The situation is as follows: A large employee database (let's say 50,000 employees) already exists and is fully functional. If I want to create an online system for employees to access their payroll records, I need to have a general idea of what hardware and software is required.

From my basic understanding, I assume that the new system would not run on the same system as the existing database, right? It would be necessary to deploy new hardware to run the employee interface and to retrieve data from the database as per employee requests, correct? I assume a web server would be necessary for this. I think something like a C# program utilizing ASP.NET would be appropriate for handling employee login and retrieving database info via SQL.

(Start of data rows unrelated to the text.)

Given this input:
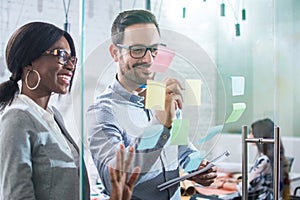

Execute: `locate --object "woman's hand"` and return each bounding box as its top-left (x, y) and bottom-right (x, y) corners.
top-left (109, 144), bottom-right (140, 200)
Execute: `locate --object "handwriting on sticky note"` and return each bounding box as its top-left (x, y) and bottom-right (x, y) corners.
top-left (149, 46), bottom-right (175, 73)
top-left (185, 79), bottom-right (202, 106)
top-left (225, 103), bottom-right (246, 123)
top-left (170, 119), bottom-right (189, 145)
top-left (231, 76), bottom-right (245, 96)
top-left (145, 80), bottom-right (166, 110)
top-left (198, 125), bottom-right (223, 144)
top-left (137, 125), bottom-right (164, 150)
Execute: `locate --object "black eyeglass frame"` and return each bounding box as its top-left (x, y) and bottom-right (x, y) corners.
top-left (115, 43), bottom-right (167, 59)
top-left (43, 49), bottom-right (77, 66)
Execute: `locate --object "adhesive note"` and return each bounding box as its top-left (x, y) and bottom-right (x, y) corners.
top-left (184, 151), bottom-right (206, 172)
top-left (225, 103), bottom-right (246, 123)
top-left (231, 76), bottom-right (245, 96)
top-left (198, 125), bottom-right (223, 144)
top-left (149, 46), bottom-right (175, 73)
top-left (137, 124), bottom-right (164, 150)
top-left (185, 79), bottom-right (202, 106)
top-left (170, 119), bottom-right (189, 145)
top-left (145, 80), bottom-right (166, 110)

What is confusing me most is the hardware requirement. Let's say that these 50,000 employees are logging into the system from different geographic locations, that's quite a lot of users. What type of server would be able to handle this volume of requests? I'm a bit lost here, so could someone please clue me in as to what might be a viable hardware solution?

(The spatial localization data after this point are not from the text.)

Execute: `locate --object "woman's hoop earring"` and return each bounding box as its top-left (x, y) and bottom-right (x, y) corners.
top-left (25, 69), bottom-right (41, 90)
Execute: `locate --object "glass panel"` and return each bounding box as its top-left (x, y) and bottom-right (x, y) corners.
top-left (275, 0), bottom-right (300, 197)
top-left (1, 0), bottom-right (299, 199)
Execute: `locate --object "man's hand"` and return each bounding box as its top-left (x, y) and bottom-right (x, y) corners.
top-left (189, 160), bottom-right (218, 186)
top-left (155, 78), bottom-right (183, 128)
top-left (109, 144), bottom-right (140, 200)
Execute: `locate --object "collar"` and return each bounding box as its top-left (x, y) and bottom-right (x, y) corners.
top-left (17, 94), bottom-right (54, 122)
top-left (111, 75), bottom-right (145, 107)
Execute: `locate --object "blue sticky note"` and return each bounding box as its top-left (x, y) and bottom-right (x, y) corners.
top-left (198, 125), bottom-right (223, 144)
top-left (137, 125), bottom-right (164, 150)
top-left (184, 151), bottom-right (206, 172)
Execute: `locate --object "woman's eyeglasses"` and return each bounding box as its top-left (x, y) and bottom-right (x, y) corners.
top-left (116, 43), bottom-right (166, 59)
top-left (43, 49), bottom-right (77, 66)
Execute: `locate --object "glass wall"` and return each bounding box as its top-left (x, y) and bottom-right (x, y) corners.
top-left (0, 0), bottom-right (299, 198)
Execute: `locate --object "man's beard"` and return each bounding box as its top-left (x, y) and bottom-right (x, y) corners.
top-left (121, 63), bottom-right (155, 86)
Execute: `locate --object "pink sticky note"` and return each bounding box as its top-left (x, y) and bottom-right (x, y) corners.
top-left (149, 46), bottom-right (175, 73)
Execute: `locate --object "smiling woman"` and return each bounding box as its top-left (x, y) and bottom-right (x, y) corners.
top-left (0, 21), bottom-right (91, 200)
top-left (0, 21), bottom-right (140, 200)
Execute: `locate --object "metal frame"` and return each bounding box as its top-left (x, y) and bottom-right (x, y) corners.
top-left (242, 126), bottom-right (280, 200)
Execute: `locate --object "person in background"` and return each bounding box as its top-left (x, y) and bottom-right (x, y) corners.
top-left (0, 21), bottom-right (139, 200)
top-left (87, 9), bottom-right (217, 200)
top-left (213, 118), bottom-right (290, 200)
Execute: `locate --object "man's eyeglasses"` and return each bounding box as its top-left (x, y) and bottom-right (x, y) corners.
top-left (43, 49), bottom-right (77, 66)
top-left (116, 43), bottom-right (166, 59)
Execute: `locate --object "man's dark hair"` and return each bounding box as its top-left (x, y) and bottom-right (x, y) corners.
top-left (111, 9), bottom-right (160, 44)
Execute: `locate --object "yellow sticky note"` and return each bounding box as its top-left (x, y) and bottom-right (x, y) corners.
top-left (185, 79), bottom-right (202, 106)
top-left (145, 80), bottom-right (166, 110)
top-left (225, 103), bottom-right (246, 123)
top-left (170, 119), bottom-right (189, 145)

Sorry if I sound dumb! :confused:

Thanks! :)
 
I just want to point out something there, the performance of a database doesn't only depend on how many tables it has, the design plays a very important rule here.
a short example... Imagine that all the employees information are stored in one table, so this table will have many records. every time an employee wants to access his information the engine will search all over the database to find his key and access the info, meanwhile if the info are separated in several tables with some relation, it would take a great less amount of time to find a record.

To sum this up for you, go talk to the designer of the DB and ask him what system requirement would be suitable for that kind of DB.
 
Well, I am not a database guy myself, but I have worked with some, and I can give some pointers from my limited experience. First off is cost a factor? SQL and other Microsoft licensing is very expensive and requires higher end hardware to run. Where as a Linux solution running MySQL, with many of the free open source standard web front ends and web servers, like Apache would make it cheaper, more streamlined and of course more secure.

Make sure your database is clean and do not allow SQL injection, otherwise your data base can be compromised really fast.

As for the hardware behind it, man, 50k users, at the same time? I would say you would want a bad ass oct-core (dual quad xeons) with at least 4 gigs of RAM and probably some form of RAID 5 running, probably SAS drives. Then of course put it on at least a gigabit backbone.

Heck you may need to cluster a few servers together for that, it is hard to say if one server could handle 50,000 users.